Track Walks Are an Important Preparation Piece for a Race Weekend
By John Oreovicz
DAYTONA BEACH, Fla. – IMSA issues an official schedule for every WeatherTech SportsCar Championship event. Each race weekend includes at least one dedicated time slot for a track walk, a quiet period when drivers, engineers and other team personnel have the opportunity to walk the racecourse to look for areas where they might gain an advantage later in the weekend from the pit stand or behind the wheel.

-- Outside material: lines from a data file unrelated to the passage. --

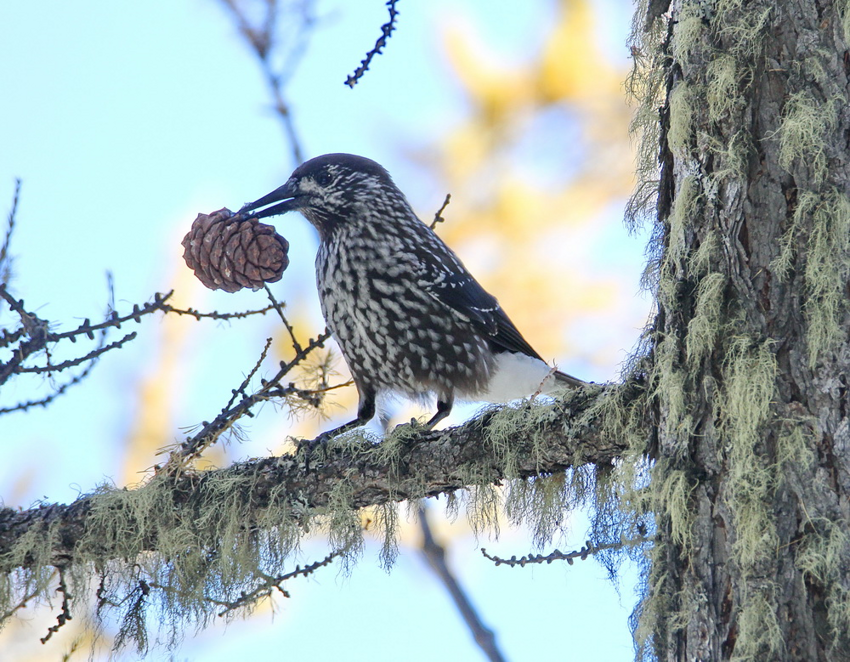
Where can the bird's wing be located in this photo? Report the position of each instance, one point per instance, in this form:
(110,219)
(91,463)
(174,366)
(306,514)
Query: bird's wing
(453,286)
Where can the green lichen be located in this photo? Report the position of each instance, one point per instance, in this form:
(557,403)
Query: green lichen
(682,107)
(827,272)
(722,91)
(707,322)
(805,124)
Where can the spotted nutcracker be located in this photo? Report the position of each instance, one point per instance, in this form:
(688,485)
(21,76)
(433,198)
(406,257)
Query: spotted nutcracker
(406,313)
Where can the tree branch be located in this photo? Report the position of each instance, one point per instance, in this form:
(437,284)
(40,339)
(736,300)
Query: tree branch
(411,463)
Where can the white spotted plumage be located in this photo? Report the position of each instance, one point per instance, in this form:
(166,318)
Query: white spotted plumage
(406,313)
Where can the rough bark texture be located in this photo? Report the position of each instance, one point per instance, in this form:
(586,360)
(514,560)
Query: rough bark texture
(751,351)
(418,464)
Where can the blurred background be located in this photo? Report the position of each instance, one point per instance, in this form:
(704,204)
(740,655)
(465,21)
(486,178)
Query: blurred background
(125,120)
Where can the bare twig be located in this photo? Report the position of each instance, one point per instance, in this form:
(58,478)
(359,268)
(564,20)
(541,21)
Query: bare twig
(386,30)
(268,584)
(438,217)
(5,259)
(226,419)
(59,390)
(279,309)
(53,368)
(65,614)
(436,557)
(263,39)
(588,550)
(244,385)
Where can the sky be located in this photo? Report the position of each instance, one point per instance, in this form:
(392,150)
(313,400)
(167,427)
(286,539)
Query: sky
(124,120)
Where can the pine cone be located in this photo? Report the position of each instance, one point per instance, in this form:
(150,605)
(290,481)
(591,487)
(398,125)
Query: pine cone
(229,252)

Yes, “track walk” is pretty self-explanatory and simple in concept. It’s the chance to study a racetrack at a slow pace in great detail. Simulators can help drivers learn a track’s basic layout and fundamental characteristics, and even assist an engineer in devising a basic chassis setup, but by putting in a bit of old-fashioned legwork and observation, they can pick up so much more.
“It’s quite important during the track walk to notice all the technicalities of the track,” said Jules Gounon, co-driver of the No. 79 WeatherTech Racing Mercedes-AMG GT3 in the GT Daytona (GTD) class with Cooper MacNeil.
“I go through all the details. You can see during a track walk if you have cracks in the tarmac, if you have camber in the corners, if there is sand inside the curbs. Where can we afford to go off, and where can we not?
“Sometimes it’s good to walk with the engineers because you can talk about different topics for the weekend. What are we going to do strategy-wise? What are we looking for from the setup? Sometimes you see things you would not have thought about if you weren’t out there talking about it.”
As Gounon pointed out, every corner at a racetrack is a complex equation that involves far more thought than left/right or fast/slow. What is the grip level of the surface? Are there transitions from asphalt to concrete? Are there bumps that could unsettle the balance of the car? Have the curbs or walls been modified – which is of particular importance on street circuits like Long Beach that feature minute variances each year?
A typical track walk takes about an hour, dependent on the length and the physical difficulty of walking the course. Some longer circuits permit use of a pit cart. For the upcoming season finale at Michelin Raceway Road Atlanta, with five IMSA-sanctioned series and hundreds of drivers racing, two track walk sessions – walking only, no carts – are on the schedule for Wednesday, Sept. 28.
Michael Lewis, defending champion of the Touring Car (TCR) class of the IMSA Michelin Pilot Challenge along with Taylor Hagler, focuses on the mental aspect of driving during the track walk so his reactions flow naturally when he is at speed in the No. 1 Bryan Herta Autosport with Curb-Agajanian Hyundai Elantra N TCR.
“I feel like you have to do a track walk at every track – it’s more than just a habit,” Lewis stated. “You can probably just show up blind and go fast, but the track walk always shows you something new.
“I’m trying to pick out reference points, mainly for outright qualifying pace,” he added. “But you also have to work on flow, too. So, it’s kind of a balance. You start out focusing on very concrete things like braking points, apexes, acceleration points. But then you start to incorporate that flow, and the feel that you are looking for out of the car.”
Unlike Lewis, Gounon doesn’t believe a track walk is an absolute requirement. But it’s something he looks forward to for a variety of reasons.
“I am lucky enough to be racing professionally in GT3 for seven years now, so I know most of the tracks,” he says. “If it’s a new track, then it’s definitely important to go. And there are often changes to existing tracks, so when there is new pavement or new curbing, you want to see up close what kind of damage it could do to the car, especially in the first laps when the cars are heavy with fuel.
“But normally, I don’t take the track walk too seriously, because then you lose the fun,” he added. “For me, it’s important to have fun while you are racing. That’s when I perform the best. So, I go with my feeling. I do a track walk when I want to do one. Like, if I am coming back from Europe, if I am feeling a bit of jet lag, it’s also a good way to do a bit of exercise.”